Those of skill in the art will understand that the various illustrative logical blocks, modules, circuits, and steps described herein can be implemented as hardware, software, or combinations of both. To clearly illustrate this interchangeability of hardware and software, various illustrative components, blocks, modules, circuits, and steps have been described above generally in terms of their function sets. Whether such a feature set is implemented as hardware or software depends on the specific application and design constraints imposed on the overall system. Those skilled in the art may implement the described function sets in varying ways for each particular application, but such design decisions should not be interpreted as causing a departure from the scope of this application.

The various illustrative logical blocks, modules, and circuits described in this application may be implemented or performed in general-purpose processors, digital signal processors (DSPs), application specific integrated circuits (ASICs), field programmable gate arrays (FPGAs) or other programmable logic devices, discrete gates or transistor logisc, discrete hardware components, or any combination thereof designed to perform the functions described herein. A general-purpose processor may be a microprocessor, but in the alternative, the processor may be any conventional processor, controller, microcontroller, or state machine. A processor may also be implemented as a combination of computing devices, such as a combination of a DSP and a microprocessor, multiple microprocessors, one or more microprocessors cooperating with a DSP core, or any other such configuration.

The steps of a method or algorithm described herein may be embodied directly in hardware, in a software module executed by a processor, or in a combination of the two. A software module may reside in RAM memory, flash memory, ROM memory, EPROM memory, EEPROM memory, registers, hard disk, removable disk, or any other form of storage medium known in the art. An exemplary storage medium is coupled to the processor such the processor can read information from, and write information to, the storage medium. In the alternative, the storage medium may be integrated into the processor. The processor and storage medium may reside in the ASIC. The ASIC may reside in the user terminal. In the alternative, the processor and storage medium may reside in the user terminal as discrete components.

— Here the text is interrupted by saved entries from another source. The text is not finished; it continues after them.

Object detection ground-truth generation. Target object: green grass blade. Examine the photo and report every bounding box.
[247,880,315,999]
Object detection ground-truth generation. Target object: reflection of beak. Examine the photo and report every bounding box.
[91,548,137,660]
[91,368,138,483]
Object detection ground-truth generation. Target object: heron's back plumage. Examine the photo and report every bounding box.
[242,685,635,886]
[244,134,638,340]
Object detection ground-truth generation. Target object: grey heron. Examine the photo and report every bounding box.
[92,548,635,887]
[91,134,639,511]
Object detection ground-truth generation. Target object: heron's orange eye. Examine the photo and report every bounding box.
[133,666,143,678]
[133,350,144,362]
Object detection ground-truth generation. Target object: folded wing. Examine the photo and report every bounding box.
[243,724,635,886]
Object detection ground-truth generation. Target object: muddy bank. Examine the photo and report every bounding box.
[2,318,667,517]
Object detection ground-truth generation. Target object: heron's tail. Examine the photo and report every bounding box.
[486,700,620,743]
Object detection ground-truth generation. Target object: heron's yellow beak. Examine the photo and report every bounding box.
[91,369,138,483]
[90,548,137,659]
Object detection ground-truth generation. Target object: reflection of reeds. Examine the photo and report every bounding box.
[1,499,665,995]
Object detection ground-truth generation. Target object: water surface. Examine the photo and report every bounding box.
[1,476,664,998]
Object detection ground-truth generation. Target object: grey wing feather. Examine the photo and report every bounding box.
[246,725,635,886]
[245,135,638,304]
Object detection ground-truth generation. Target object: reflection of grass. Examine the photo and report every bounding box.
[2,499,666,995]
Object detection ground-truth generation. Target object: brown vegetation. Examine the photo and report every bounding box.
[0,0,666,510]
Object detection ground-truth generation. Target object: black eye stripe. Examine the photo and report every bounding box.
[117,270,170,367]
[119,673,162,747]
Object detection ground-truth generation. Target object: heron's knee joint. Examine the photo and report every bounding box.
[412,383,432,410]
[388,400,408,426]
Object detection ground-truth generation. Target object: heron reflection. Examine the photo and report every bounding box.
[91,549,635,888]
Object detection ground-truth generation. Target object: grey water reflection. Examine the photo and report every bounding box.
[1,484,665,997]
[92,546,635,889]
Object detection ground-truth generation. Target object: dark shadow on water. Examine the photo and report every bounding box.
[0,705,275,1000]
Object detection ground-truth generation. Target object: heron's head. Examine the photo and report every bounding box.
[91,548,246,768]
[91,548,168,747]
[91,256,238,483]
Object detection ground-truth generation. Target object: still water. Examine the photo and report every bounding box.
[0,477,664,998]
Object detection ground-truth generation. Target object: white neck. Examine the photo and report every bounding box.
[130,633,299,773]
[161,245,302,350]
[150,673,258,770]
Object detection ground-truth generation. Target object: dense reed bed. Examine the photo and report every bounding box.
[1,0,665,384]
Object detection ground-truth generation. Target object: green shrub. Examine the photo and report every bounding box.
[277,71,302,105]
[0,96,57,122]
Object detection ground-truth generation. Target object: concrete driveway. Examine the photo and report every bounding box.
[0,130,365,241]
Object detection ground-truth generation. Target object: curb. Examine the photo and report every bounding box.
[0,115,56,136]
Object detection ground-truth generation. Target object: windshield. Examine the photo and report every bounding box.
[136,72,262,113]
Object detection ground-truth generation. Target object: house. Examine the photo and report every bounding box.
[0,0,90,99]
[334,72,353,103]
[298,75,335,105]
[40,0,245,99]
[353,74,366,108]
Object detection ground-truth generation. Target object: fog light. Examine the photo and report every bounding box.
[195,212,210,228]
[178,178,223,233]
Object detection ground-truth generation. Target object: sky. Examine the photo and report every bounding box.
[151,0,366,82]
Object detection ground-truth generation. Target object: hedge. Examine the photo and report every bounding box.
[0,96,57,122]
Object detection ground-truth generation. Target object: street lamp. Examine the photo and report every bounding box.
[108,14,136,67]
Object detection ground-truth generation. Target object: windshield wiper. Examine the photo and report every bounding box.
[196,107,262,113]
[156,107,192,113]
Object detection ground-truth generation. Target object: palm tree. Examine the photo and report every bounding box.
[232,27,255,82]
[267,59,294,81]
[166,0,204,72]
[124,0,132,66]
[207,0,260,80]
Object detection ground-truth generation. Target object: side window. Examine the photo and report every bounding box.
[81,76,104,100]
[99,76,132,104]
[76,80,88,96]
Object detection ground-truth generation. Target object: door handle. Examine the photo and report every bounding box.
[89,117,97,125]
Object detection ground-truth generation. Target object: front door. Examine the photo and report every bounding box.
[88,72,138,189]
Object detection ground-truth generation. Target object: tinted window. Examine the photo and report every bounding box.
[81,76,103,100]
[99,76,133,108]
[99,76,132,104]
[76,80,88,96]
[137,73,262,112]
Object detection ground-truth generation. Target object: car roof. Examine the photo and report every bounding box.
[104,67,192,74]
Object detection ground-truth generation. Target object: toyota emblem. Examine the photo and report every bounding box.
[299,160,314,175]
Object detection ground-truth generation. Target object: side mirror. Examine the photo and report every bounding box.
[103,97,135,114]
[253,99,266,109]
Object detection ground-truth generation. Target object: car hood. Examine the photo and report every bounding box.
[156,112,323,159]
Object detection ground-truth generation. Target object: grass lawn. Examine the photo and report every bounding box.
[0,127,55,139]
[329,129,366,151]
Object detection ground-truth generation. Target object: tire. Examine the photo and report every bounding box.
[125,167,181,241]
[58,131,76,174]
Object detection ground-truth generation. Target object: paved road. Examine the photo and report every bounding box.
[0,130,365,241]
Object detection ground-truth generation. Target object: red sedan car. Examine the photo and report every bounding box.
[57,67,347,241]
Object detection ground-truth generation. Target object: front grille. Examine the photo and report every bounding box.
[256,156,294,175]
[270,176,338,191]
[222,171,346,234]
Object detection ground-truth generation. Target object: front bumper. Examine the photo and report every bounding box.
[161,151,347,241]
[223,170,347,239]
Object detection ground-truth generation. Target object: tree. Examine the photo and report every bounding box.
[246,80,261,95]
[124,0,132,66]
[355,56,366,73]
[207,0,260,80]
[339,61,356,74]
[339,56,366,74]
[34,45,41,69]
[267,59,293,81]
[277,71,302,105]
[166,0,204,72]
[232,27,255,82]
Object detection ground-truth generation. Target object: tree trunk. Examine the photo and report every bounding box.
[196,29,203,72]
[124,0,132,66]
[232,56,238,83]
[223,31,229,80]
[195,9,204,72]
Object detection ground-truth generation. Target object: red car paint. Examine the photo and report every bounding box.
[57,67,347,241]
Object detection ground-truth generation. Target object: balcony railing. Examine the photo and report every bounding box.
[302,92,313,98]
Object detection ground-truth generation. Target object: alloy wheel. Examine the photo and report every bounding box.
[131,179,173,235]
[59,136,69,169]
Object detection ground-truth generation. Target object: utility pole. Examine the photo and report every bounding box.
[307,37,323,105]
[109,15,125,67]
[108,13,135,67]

In one or more exemplary designs, the functions may be implemented in hardware, software, firmware, or any combination thereof. If implemented in software, the functions may be stored on or transmitted over as one or more instructions or code in a computer-readable medium. Computer-readable media comprises both computer storage media and communication media including any medium that facilitates transfer of a computer program from one place to another. A storage medium can be any available medium that can be accessed by a general purpose or special purpose computer.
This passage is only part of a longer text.